TLSR: I look forward to speaking with you again in the future, Hugh.
HC: Thanks so much, George. It’s always a pleasure.
Hugh C. Cleland is an executive vice-president and portfolio manager at BluMont Capital Corp., based in Toronto, Canada. BluMont Capital acquired Northern Rivers Capital Management, which was co-founded by Cleland in May 2001, in January 2010. Cleland currently manages two funds for BluMont: the BluMont Northern Rivers Innovation RSP Fund and the BluMont Innovation PE Strategy Fund I, which takes a private equity approach to the management of publicly traded small- and micro-cap technology and healthcare stocks. Cleland worked at Interward Capital Corp. from 1998 to 2001, originally as an analyst and later as associate portfolio manager specializing in technology equities. In 1997–1998 he was research associate to the senior telecom services analyst at Midland Walwyn Inc. Cleland earned a bachelor’s degree with honors (1997) from Harvard University, and earned his CFA designation in 2001.
DISCLOSURE:
1) George S. Mack conducted this interview for The Life Sciences Report and provides services to The Life Sciences Report as an independent contractor. He or his family own shares of the following companies mentioned in this interview: None.

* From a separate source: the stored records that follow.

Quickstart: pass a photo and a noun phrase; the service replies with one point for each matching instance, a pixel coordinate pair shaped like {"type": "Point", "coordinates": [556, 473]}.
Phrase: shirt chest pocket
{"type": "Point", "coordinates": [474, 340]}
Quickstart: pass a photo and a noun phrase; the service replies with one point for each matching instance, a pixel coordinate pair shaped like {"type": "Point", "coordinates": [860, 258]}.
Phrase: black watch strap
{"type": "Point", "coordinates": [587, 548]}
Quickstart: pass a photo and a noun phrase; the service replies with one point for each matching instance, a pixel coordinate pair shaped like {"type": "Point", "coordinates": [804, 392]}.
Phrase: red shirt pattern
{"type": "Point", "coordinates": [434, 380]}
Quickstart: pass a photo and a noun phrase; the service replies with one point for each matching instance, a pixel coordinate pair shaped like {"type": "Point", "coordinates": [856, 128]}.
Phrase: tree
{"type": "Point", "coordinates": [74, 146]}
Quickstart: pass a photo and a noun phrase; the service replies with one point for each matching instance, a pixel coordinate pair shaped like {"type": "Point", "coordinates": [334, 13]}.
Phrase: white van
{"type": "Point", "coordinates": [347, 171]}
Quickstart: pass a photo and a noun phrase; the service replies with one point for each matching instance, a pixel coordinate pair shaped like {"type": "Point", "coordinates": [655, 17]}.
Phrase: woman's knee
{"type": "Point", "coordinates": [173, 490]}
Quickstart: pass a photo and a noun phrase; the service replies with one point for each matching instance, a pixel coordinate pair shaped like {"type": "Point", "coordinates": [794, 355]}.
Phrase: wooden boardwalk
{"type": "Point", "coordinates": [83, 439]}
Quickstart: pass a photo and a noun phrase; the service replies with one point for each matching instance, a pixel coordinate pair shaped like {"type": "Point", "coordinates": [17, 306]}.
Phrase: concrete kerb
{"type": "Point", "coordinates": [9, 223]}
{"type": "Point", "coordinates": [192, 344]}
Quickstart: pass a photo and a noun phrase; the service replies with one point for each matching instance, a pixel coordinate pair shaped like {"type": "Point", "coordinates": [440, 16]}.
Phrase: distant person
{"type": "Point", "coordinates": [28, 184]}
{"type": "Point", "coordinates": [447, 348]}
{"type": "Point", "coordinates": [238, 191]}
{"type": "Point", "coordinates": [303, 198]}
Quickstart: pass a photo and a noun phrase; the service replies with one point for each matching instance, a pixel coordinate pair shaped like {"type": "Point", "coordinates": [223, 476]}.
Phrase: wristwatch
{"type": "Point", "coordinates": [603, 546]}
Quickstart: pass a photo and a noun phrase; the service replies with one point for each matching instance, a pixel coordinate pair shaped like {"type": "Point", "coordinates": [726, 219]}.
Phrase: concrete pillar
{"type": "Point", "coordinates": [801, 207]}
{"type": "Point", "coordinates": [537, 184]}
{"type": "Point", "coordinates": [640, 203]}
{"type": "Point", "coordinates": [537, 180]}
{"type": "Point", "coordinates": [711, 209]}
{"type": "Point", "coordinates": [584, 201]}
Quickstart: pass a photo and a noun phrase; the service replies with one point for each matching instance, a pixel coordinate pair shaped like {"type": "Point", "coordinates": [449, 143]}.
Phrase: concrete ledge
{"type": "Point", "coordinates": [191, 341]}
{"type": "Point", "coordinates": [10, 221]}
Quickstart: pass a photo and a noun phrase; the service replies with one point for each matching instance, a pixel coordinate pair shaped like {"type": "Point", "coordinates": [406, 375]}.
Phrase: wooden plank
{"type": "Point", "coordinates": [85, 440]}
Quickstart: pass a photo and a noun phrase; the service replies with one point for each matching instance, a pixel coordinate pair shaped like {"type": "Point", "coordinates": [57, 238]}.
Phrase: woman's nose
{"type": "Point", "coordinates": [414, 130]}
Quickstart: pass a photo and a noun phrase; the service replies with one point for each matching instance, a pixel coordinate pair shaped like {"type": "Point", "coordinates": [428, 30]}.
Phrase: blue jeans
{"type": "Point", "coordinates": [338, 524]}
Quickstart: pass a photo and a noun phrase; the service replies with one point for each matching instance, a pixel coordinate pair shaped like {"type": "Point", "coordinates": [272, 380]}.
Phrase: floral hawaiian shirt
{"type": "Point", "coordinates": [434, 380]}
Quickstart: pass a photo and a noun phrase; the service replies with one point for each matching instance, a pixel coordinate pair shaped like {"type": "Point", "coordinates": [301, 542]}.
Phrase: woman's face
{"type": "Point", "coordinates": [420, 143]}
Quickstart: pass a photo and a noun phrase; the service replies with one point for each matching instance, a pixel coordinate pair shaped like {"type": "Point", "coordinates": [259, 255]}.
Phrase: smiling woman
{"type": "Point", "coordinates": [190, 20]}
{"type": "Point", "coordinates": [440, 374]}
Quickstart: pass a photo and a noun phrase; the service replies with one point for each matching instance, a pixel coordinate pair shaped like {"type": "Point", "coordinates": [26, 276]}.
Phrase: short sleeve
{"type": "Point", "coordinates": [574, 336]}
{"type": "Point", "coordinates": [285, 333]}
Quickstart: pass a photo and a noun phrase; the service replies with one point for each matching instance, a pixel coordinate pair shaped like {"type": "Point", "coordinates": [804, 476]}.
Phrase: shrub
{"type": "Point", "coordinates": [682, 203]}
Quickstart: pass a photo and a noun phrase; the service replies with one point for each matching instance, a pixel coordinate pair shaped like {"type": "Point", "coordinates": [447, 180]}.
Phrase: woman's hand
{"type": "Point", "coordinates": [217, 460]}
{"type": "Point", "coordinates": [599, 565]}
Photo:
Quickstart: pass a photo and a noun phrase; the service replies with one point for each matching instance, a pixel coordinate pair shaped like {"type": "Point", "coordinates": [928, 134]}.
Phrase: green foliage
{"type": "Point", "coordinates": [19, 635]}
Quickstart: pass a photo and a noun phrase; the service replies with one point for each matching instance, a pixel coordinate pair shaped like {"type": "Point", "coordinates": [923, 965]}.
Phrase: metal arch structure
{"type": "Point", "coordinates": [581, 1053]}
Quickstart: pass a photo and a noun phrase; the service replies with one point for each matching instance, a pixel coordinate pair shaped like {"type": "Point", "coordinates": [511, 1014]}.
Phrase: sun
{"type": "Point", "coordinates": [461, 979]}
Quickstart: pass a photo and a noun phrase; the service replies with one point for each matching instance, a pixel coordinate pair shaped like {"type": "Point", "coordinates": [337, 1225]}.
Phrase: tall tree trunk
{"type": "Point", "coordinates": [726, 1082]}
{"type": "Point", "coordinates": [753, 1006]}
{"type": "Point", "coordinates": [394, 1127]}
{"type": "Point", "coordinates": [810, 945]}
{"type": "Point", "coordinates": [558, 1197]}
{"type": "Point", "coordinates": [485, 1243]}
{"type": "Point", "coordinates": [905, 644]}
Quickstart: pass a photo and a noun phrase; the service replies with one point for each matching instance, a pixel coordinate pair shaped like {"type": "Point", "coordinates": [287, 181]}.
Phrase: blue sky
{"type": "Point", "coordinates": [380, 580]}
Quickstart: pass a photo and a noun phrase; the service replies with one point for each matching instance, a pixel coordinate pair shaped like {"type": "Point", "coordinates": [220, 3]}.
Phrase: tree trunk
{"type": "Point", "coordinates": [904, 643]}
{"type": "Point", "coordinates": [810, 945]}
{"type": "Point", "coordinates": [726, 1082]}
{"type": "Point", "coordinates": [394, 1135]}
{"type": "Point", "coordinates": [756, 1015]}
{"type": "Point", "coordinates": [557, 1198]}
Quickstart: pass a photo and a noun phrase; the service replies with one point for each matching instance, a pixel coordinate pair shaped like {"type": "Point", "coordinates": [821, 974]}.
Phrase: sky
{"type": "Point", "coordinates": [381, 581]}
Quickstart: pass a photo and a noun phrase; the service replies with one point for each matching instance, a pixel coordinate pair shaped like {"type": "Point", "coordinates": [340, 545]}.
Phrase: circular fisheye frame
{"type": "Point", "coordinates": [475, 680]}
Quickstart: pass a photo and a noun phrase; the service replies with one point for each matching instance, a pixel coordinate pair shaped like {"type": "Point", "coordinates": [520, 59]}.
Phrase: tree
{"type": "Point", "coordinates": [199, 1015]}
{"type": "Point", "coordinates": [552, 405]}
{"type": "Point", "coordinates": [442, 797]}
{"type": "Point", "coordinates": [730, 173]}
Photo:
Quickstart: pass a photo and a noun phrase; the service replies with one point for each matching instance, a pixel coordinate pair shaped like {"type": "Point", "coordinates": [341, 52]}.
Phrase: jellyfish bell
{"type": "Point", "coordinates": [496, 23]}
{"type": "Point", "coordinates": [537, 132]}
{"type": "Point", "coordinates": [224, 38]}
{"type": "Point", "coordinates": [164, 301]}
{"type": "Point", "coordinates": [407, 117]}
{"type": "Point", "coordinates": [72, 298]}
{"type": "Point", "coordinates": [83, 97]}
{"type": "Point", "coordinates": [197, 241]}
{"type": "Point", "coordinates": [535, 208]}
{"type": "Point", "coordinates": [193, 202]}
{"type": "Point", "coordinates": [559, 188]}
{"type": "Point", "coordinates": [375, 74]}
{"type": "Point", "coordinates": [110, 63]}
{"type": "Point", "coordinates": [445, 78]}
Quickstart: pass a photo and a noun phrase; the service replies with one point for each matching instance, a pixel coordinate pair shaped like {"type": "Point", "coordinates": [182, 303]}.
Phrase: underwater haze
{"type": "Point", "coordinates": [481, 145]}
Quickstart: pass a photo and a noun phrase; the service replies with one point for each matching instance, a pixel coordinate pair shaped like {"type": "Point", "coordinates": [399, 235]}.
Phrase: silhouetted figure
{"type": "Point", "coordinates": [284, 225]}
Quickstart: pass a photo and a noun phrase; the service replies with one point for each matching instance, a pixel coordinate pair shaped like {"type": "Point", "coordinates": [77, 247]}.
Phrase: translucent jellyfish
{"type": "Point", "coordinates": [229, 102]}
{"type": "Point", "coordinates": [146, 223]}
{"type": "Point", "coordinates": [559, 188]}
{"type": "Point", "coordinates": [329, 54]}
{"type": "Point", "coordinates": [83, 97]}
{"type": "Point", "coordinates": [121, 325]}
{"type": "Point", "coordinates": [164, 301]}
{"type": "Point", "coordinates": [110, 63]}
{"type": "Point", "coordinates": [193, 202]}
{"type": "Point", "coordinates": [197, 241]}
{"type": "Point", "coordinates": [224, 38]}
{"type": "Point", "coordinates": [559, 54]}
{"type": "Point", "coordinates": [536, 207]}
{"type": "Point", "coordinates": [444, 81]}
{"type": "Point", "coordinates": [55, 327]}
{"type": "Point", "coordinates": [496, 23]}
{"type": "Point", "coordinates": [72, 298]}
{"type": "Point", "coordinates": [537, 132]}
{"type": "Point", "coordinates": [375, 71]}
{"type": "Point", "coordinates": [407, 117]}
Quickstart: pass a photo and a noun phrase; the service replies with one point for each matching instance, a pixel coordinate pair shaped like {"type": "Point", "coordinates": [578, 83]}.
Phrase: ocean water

2) The following companies mentioned in the interview are sponsors of The Life Sciences Report:Cynapsus Therapeutics Inc., Verisante Technology Inc. Streetwise Reports does not accept stock in exchange for its services or as sponsorship payment.
3) Hugh Cleland: I personally and/or my family own shares of the following companies mentioned in this interview: Neptune Technologies & Bioressources, Acasti Pharma Inc., IntelGenx Technologies Corp. I personally am and/or my family is paid by the following companies mentioned in this interview: None. I was not paid by Streetwise Reports for participating in this interview. Comments and opinions expressed are my own comments and opinions. I had the opportunity to review the interview for accuracy as of the date of the interview and am responsible for the content of the interview.